W niedzielne upalne popołudnie drużyna KKS "Dwór" Kombornia podejmowała na własnym stadionie drużynę LKS "Jasiołka" Świerzowa Polska. Do meczu przystępujemy w 14 osobowym składzie.
Po pierwszym gwizdku sędziego natychmiast przystępujemy do ataku. Akcja za akcją i już w 5 minucie Patryk Chrobak strzela bramkę dobijając piłkę, która po strzale Rafała Szmyda odbiła się od poprzeczki. W 7 minucie Grzegorz Kwolek zostaje ukarany żółtą kartką. Niestety prowadzeniem nie cieszymy się zbyt długo bo już w 8 minucie zawodnik gości strzela piękną bramkę z ok 25 metrów - "ściąga pajęczynę" w naszej bramce. Jeszcze nie otrząsnęliśmy się po bramce a tu goście mają 100% sytuację (sam na sam), na szczęście nasz bramkarz wygrywa pojedynek z zawodnikiem gości. Opanowujemy środek pola i mamy "więcej z gry" jednak "Jasiołka" też od czasu do czasu groźnie kontratakuje. W 20 minucie Patryk Chrobak wyprzedza obrońcę przeciwnika i po raz drugi wyprowadza nas na prowadzenie. Goście znów mają sytuację sam na sam i znów górą jest Rafał Czapor. 27 minuta to długa piłka zagrana przez Patryka Hawrota na wolne pole do Konrada Szmyda, który wykorzystując swoją dużą prędkość uprzedza bramkarza "Jasiołki" i strzela bramkę na 3:1. W tej części spotkania zarówno jedna jak i druga drużyna miała jeszcze po kilka szans na zdobycie bramki, najgroźniejsza sytuacja gości to strzał z rzutu wolnego (praktycznie z linii pola karnego) nad murem, pod słońce - na szczęście nasz bramkarz jest na posterunku i bardzo dobrze broni ten strzał. Do końca pierwszej połowy nic już się nie zmienia i schodzimy na przerwę z prowadzeniem 3:1.
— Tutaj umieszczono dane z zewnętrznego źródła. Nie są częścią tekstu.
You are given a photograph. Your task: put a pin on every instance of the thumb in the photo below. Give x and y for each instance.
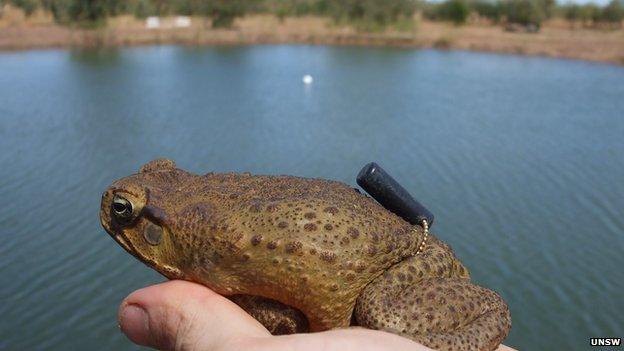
(184, 316)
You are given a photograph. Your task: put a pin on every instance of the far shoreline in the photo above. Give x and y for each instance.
(555, 39)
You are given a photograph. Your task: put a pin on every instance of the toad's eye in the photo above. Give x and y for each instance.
(122, 207)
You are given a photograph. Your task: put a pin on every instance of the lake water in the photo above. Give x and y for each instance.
(521, 160)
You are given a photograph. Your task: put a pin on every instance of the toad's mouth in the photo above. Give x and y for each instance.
(166, 270)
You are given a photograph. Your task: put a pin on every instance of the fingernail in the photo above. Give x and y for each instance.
(134, 323)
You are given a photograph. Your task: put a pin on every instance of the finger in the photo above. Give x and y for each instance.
(184, 316)
(359, 339)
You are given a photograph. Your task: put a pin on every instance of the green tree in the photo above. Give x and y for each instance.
(371, 14)
(455, 10)
(488, 9)
(613, 13)
(524, 12)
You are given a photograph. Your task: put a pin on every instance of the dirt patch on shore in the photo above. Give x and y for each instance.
(554, 39)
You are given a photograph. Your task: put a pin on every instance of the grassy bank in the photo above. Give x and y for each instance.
(557, 38)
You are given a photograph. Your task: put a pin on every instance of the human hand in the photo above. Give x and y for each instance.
(184, 316)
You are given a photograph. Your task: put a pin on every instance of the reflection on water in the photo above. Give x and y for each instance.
(519, 158)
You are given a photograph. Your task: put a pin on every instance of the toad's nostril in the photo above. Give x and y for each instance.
(119, 207)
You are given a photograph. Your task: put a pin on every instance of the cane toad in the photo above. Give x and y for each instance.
(302, 255)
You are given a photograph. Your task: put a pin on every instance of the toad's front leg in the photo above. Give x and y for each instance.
(278, 318)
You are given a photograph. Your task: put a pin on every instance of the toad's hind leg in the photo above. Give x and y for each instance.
(443, 311)
(278, 318)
Druga połowa nie różniła się znacząco od pierwszej - nadal widoczna była nasza przewaga a drużyna ze Świerzowej co jakiś czas wyprowadzała mniej lub bardziej groźne kontry. W tej części meczu również strzelamy 3 bramki jednak 2 z nich nie zostają uznane, w pierwszym przypadku boczny sędzia pokazał pozycję spaloną naszego napastnika a w drugim przypadku sędzia główny dopatrzył się faulu na bramkarzu. W 76 minucie Patryk Hawrot zostaje ukarany żółtą kartką za przerwanie kontrataku. W 86 minucie mamy rzut wolny z ok 25 metrów, do piłki podchodzi Grzegorz Kwolek, bramkarz gości źle ustawił mur i sam stanął za murem. Takich prezentów Grzesiek nie marnuje i w tej sytuacji nie miał problemu z umieszczeniem piłki w bramce przy słupku. W 89 minucie Dawid Szczęsny zostaje ukarany żółtą kartką za niesportowe zachowanie. Mecz kończy się zwycięstwem naszej drużyny 4:1.
Już za tydzień czeka nas prawdziwy sprawdzian, kiedy to na wyjeździe zmierzymy się z aktualnym liderem - drużyną LKS Górki.
Już teraz zapraszamy wszystkich kibiców na ten mecz.